Will be using my ipod for an upcoming party and was wondering if there's any way to have the songs overlap so that there's no pause in between. I know you can do it in itunes, but I haven't figured out a way to do it on the ipod.


----------



## Banny (Jul 8, 2005)

I tihnk you mean crossfade.

But no it's not possible to do this on iPod


----------



## iNeedhelp (Oct 23, 2005)

What's the amount of time in the pause anyway?


----------



## Klaatu (Jun 3, 2003)

iNeedhelp said:


> What's the amount of time in the pause anyway?


A split second or so but it's very annoying when you listen to something like Pink Floyd's The Wall.


----------



## applebook (Aug 4, 2004)

Sgt. Pepper is displeased with the iPod very much


----------



## r2traps (Jul 10, 2002)

Yes, crossfade. Seems like a good feature to have, wonder my Apple didn't put it on the ipod?
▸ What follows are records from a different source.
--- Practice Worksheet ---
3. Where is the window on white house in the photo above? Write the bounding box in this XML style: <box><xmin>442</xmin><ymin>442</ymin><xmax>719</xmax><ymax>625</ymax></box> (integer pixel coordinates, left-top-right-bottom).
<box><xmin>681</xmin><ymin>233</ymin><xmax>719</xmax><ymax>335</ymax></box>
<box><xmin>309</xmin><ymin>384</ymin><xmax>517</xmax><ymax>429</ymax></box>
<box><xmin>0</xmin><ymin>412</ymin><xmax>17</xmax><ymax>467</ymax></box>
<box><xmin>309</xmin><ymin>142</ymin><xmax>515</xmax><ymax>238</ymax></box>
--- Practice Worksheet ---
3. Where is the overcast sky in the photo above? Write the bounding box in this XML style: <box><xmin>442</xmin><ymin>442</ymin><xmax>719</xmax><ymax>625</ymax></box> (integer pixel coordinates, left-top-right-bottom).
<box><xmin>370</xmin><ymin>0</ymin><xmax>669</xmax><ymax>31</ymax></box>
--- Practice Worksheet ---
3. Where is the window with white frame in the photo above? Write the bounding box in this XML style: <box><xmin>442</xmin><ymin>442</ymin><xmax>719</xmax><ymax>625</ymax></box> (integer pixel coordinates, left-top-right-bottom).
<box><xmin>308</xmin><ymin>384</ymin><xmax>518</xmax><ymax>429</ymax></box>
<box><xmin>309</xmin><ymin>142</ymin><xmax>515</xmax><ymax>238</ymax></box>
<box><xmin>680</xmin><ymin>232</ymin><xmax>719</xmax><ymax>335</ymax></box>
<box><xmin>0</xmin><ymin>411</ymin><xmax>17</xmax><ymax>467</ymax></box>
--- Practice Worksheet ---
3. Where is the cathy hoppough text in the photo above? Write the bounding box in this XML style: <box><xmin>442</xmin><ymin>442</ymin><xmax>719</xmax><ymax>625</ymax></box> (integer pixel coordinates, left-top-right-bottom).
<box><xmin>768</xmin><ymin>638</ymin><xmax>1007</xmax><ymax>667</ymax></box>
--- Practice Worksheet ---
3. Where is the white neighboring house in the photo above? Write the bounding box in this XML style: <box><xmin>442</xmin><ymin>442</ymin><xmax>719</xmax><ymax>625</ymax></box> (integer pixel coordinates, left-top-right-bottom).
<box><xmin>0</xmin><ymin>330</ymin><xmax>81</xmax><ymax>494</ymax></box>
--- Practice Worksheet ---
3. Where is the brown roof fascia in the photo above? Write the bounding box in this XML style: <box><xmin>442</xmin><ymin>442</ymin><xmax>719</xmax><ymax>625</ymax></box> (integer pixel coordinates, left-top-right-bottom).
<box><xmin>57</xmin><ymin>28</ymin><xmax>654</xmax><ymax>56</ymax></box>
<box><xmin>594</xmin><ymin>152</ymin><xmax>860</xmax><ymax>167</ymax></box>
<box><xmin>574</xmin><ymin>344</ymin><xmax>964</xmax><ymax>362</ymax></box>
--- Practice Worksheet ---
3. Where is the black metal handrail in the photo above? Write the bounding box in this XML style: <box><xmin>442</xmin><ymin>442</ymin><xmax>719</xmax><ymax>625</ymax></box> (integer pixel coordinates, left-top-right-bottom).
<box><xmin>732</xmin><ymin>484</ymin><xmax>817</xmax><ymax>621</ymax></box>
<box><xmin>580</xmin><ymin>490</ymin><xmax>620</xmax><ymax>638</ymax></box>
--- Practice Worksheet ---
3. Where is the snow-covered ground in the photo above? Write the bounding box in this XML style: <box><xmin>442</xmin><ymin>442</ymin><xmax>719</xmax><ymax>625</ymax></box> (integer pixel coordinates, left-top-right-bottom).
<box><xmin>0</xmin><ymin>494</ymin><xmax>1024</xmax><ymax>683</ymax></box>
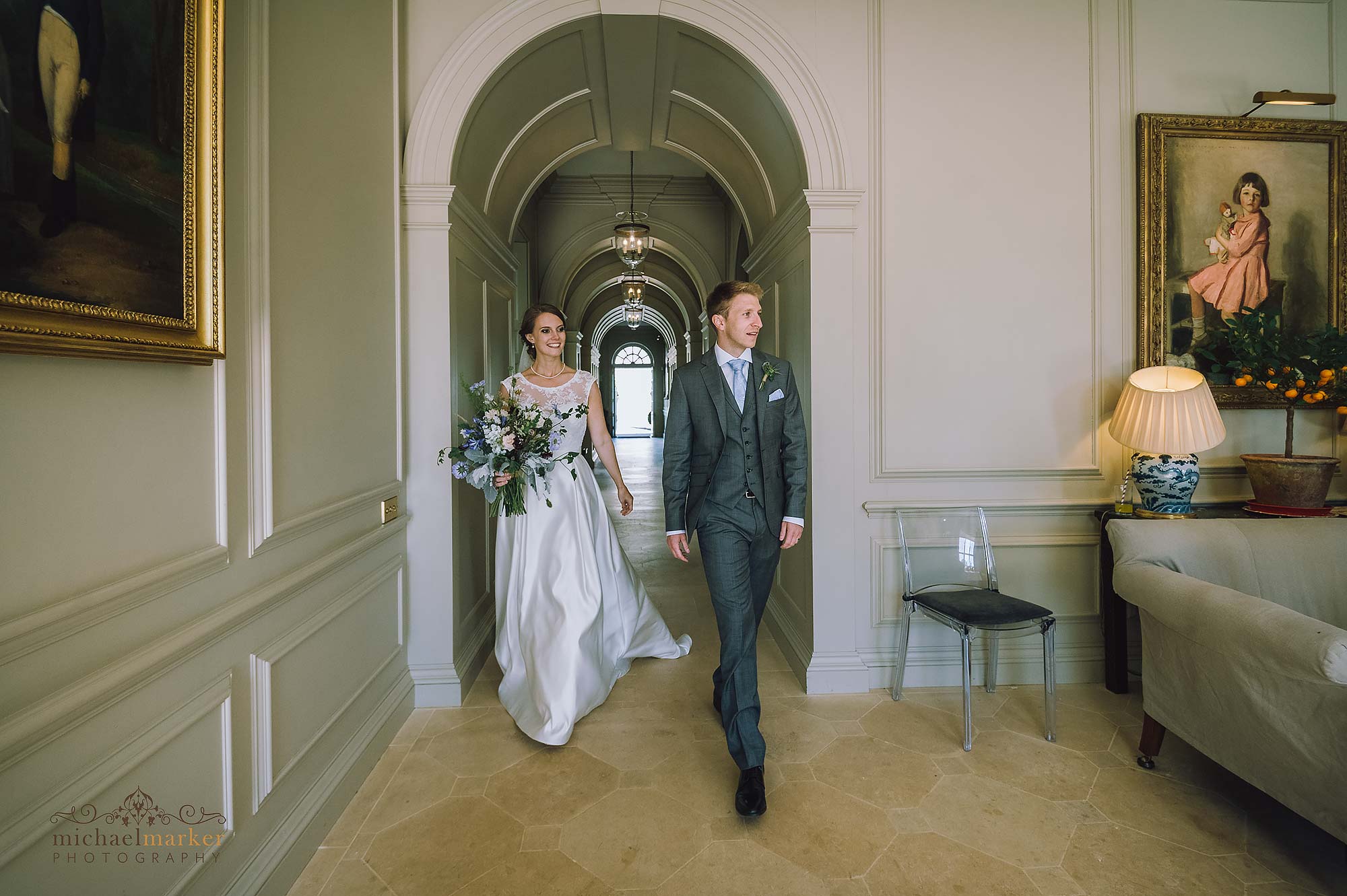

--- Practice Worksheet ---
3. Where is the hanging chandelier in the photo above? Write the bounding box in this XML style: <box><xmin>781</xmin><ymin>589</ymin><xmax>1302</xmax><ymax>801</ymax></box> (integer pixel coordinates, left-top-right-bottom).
<box><xmin>620</xmin><ymin>271</ymin><xmax>645</xmax><ymax>330</ymax></box>
<box><xmin>613</xmin><ymin>152</ymin><xmax>651</xmax><ymax>268</ymax></box>
<box><xmin>620</xmin><ymin>271</ymin><xmax>645</xmax><ymax>306</ymax></box>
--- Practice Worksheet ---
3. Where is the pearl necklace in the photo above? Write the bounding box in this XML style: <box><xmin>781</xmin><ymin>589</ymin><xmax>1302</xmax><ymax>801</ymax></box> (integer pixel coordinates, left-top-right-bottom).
<box><xmin>528</xmin><ymin>365</ymin><xmax>566</xmax><ymax>380</ymax></box>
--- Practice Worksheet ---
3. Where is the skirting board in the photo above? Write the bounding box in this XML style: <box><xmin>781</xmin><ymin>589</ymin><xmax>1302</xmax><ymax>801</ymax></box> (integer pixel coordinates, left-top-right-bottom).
<box><xmin>220</xmin><ymin>674</ymin><xmax>412</xmax><ymax>896</ymax></box>
<box><xmin>409</xmin><ymin>608</ymin><xmax>496</xmax><ymax>709</ymax></box>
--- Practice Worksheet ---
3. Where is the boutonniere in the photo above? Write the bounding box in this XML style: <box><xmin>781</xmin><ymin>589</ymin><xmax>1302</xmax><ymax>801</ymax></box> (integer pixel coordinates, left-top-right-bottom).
<box><xmin>758</xmin><ymin>361</ymin><xmax>779</xmax><ymax>392</ymax></box>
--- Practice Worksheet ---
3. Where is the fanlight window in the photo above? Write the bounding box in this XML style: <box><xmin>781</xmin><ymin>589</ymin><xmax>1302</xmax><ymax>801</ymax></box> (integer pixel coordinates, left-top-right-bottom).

Having to wait for a song to end and fade out, then a slight pause will kill the party mood.


----------



## HowEver (Jan 11, 2005)

An issue as old as the iPod itself...


----------



## iNeedhelp (Oct 23, 2005)

Klaatu said:


> A split second or so but it's very annoying when you listen to something like Pink Floyd's The Wall.


Why, how is the music affected?


----------



## avra (Aug 3, 2005)

Klaatu said:


> A split second or so but it's very annoying when you listen to something like Pink Floyd's The Wall.


I've been thinking exactly that since I've been on a Pink Floyd kick... The little pauses just KILL it.


----------



## gmark2000 (Jun 4, 2003)

Buy two iPods and get a DJ to mix.


----------



## dona83 (Jun 26, 2005)

if you have a continuous album just record it as one big track that you can listen to from start to finish, I do this with some hip hop mixes I like to blast on my iPod, works well because I always listen to it all the way through, never have the urge to listen to some particular track on it.


----------



## BobbyFett (Jan 12, 2005)

it's taking it to the extreme, but you could (theoretically - i've never tried it) create a podcast of The Wall, using Apple's Podcast creation tool. that way, you could insert chapters in the file that would serve as track skips, but as it would be one audio file, you'd get no gaps...!


----------